Temporarily, water freezes into ice firm enough to hold the three women, sliding on one whole pair of skates and one shared pair. Like their tenuous family triad, the happy scene results in slips and mishaps, and then crumbles into unforeseen tears from Sethe. Her solution is the liquid of life, the warm milk that they drink to warm themselves, just as they did in babyhood when Sethe held her breast to their thirsting lips.
Breast and milk images are frequent as well. The first is a reminder of the maternal role of Ma’am, Sethe’s mother, who discards unnamed offspring resulting from inappropriate matings and then burns the tender flesh under her breast with circle and cross, as though embracing with the circle and delineating with the cross the child she intended to nurture. This image prefigures the viciousness of Sethe’s assault in the barn. Rather than the tearing of her flesh, Sethe recalls the deprivation of nourishment for her infant.
After Paul D reveals to Sethe that Halle witnessed her attack and smeared butter from the churn onto his face, Sethe interprets his act as a desperate response to his wife’s bizarre deprivation of breast milk. For Sethe, the scene fills a gap in the story of her flight; it explains, in part, why Halle could not rescue her or reunite with his family. For Baby Suggs, Halle no longer exists, gone with her other seven offspring. But he is replaced by her daughter-in-law and four grandchildren, whom she welcomes with a sumptuous feast for 90, a food offering as rich as the butter that smeared Halle’s face when he realized his powerlessness to stop the assault on the barn floor beneath his hiding place in the loft. These feedings symbolize a generosity denied by slavery, a hunger not soon to be alleviated, even after nationwide emancipation.
Colors are the single rays of hope that brighten Baby Suggs’s last days. She particularly craves lavender and the orange squares that lessen the forbidding neutrality of the keeping room both for her and for its subsequent inhabitant, Beloved, who also gravitates toward a rich, fiery hue. Touches of red signify Beloved — she is bathed in red blood, gravitating toward a flitting cardinal, and wrenching open the cloistered red heart within Paul D. The black community, designated as Bluestone Road, is like a sapphire, a jewel that forms in nature. Like a pearl evolving around grit or a diamond forced into sparkling life from dispirited carbon, Bluestone (a way station) colors black freedom with a reassuring luster.

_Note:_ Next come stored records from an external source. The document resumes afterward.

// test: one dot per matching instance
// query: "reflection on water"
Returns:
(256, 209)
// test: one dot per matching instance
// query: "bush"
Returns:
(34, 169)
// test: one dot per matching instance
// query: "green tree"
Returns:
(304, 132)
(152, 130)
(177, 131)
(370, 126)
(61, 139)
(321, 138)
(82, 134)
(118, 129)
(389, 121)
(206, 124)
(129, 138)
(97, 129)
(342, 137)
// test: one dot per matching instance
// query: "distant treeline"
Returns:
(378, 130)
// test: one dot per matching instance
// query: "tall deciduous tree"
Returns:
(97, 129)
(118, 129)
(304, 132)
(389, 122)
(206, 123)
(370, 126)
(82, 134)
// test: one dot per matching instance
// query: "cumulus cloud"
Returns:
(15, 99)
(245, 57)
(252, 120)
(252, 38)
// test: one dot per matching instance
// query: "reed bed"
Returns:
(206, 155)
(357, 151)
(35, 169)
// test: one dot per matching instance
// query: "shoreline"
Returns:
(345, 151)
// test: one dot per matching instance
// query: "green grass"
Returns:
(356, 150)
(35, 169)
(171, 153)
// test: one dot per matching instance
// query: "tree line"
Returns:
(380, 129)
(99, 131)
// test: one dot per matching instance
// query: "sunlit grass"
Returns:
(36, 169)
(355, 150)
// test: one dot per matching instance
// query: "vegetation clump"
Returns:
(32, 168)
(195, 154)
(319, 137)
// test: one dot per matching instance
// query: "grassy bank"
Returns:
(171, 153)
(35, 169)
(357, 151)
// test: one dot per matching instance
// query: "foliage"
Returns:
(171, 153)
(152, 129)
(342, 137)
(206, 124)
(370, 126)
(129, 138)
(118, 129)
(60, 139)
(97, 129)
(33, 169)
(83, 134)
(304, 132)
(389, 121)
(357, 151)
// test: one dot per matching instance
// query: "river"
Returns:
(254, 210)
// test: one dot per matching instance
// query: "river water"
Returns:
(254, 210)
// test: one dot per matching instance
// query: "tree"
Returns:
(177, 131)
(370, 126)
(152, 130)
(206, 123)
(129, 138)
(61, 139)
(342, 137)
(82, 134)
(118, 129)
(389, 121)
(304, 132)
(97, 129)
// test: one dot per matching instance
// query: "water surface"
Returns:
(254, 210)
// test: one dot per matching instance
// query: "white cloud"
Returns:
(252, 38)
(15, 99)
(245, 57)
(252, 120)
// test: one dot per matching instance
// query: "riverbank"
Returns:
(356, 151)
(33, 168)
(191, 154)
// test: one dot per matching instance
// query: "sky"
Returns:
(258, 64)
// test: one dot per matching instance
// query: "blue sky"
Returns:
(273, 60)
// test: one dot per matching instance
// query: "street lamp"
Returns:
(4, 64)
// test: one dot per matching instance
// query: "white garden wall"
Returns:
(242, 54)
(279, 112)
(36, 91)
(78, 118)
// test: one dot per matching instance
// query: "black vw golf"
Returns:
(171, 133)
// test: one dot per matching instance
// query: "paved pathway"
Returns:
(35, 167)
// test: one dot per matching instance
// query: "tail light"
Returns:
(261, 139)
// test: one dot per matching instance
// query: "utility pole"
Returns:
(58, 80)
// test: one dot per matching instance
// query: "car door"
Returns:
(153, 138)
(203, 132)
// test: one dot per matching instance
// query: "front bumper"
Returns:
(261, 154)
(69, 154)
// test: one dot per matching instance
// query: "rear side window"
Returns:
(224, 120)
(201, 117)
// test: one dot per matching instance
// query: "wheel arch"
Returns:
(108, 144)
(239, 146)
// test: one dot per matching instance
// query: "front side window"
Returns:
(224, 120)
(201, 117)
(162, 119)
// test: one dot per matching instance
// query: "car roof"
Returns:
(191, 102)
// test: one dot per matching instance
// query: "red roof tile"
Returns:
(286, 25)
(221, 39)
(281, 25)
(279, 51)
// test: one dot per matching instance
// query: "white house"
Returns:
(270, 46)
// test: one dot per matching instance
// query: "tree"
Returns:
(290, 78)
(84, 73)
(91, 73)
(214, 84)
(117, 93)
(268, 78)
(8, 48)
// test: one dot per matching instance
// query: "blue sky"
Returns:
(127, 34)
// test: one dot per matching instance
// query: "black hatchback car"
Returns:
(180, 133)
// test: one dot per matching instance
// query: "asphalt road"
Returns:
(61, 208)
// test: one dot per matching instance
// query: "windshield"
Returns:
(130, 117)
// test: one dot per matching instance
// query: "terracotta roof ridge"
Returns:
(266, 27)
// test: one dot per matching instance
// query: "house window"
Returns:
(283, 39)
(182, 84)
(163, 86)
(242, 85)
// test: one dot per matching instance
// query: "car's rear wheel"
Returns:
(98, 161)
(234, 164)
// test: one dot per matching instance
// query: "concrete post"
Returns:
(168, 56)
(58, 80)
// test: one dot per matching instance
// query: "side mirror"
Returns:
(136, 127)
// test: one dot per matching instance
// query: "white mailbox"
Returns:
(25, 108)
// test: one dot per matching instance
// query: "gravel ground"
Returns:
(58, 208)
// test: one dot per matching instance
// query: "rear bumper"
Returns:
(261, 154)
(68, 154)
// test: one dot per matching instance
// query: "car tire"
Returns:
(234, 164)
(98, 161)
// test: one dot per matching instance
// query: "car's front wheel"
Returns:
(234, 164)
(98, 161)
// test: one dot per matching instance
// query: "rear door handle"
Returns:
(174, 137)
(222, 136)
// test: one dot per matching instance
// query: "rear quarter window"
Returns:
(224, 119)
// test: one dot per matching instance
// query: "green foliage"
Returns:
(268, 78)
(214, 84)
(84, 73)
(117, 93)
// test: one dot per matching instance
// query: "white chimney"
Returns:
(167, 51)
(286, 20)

Metal images appear, such as the knife that Paul D grips like a harpoon as he skewers Beloved with personal questions about where she came from and where she is headed. The iron in Sethe’s eyes and the iron bit in Paul D’s mouth that stops him from talking with Halle about his trauma represent the dichotomy of female strength versus male impotence. The cruelties of Sweet Home stiffen Sethe against all buffetings, even loss of respect for her much-loved husband; these same indignities harness Paul D like a dray animal and stop his mouth from communicating his loss of manhood.
Without imagery, Beloved would be a sterile ghost story, fit only for titillating audiences into a shiver and nervous giggle. Details, richly evocative and endlessly interconnected, support the framework of Beloved’s plot. The multiple levels of communication perform multiple tasks:
They tell the story.
They describe the historic underpinnings of slavery.
They reveal the dehumanizing effect of bondage and torture.
They investigate the difference between male and female responses to powerlessness.
They delineate the necessity for self-love.
They crown the story with its ritualistic laying on of hands, the healing touch that restores wholeness.